Jump host

A jump host is a hardened intermediary server that users connect to first in order to reach systems located in a more restricted or sensitive network segment, such as an OT network or a production cell. It acts as a controlled gateway between less trusted networks (for example, the corporate IT network or the internet) and highly protected environments.

How a jump host is used

In industrial and manufacturing environments, a jump host commonly sits between IT and OT networks, or between external partners and internal systems. Typical uses include:

• Remote access to control systems, HMIs, historians, or MES nodes on an OT network
• Administrative access to servers located in a DMZ or high-security segment
• Vendor or integrator access to specific plant systems without exposing the full network
• Centralizing and monitoring privileged activities, such as patching, configuration, and troubleshooting

Access through a jump host is usually limited to specific protocols (for example, SSH, RDP, or secure web interfaces) and may be combined with multi-factor authentication, session logging, and strict role-based permissions.

Key characteristics

• Network position: Placed at a boundary between security zones, often in a DMZ or dedicated access segment.
• Hardened configuration: Reduced attack surface, restricted services, and tightly controlled user accounts.
• Monitoring point: Commands, file transfers, and session activity can be logged for security, audit, and troubleshooting.
• Limited purpose: Intended mainly for access mediation, not for running business applications or production workloads.

Common confusion

• Jump host vs. VPN: A VPN provides an encrypted tunnel into a network, while a jump host is a specific endpoint inside or at the edge of that network where users land and then pivot to other systems. They are often used together.
• Jump host vs. bastion host: The terms are frequently used interchangeably. “Bastion host” is more common in security architecture diagrams, while “jump host” emphasizes the operational use as a stepping stone to other systems.
• Jump host vs. remote desktop server: A remote desktop server delivers applications or desktops to users. A jump host may use remote desktop technology but is primarily a security control for mediated access.

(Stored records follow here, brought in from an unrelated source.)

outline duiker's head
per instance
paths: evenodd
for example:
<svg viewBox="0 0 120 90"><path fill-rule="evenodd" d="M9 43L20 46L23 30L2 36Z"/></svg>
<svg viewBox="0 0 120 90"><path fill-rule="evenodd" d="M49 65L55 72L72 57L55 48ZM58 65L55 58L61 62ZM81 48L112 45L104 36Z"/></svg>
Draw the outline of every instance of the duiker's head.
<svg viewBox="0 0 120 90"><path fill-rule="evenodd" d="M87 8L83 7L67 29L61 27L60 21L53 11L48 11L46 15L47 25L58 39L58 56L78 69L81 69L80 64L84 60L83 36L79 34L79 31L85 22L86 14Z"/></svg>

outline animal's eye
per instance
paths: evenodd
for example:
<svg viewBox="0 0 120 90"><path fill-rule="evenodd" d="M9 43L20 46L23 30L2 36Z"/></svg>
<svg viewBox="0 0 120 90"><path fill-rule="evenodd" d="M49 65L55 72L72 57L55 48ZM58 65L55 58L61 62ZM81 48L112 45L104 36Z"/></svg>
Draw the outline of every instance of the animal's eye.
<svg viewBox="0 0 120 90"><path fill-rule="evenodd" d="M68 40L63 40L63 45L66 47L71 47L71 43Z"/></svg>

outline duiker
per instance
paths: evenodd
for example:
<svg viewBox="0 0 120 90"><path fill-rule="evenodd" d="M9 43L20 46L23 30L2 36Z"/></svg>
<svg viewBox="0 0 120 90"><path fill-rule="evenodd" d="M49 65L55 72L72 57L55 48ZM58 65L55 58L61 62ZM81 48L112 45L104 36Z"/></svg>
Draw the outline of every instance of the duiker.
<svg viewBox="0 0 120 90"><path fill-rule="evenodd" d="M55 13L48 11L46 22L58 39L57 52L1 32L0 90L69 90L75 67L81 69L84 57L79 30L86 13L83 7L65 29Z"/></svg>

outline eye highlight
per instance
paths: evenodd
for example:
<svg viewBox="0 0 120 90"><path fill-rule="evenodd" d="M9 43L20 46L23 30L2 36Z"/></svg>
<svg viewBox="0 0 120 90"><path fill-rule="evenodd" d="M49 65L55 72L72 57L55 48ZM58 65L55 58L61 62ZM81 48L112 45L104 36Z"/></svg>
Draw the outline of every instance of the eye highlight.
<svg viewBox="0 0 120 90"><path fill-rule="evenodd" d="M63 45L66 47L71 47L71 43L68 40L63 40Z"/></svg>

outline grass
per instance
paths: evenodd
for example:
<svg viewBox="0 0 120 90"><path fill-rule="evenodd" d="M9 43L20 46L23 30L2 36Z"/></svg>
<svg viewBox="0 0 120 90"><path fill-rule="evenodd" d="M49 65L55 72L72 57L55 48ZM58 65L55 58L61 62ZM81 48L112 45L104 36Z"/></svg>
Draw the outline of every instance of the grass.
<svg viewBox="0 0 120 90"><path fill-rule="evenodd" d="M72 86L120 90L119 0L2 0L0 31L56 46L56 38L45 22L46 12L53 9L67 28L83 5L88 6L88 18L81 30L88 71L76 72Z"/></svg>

Operational relevance in manufacturing

Within plants and regulated manufacturing environments, jump hosts are commonly used to separate corporate IT networks from OT networks that run production lines, utilities, or building management systems. They help enforce network segmentation, reduce direct exposure of equipment such as PLCs and SCADA servers, and centralize oversight of administrative and vendor access to critical systems.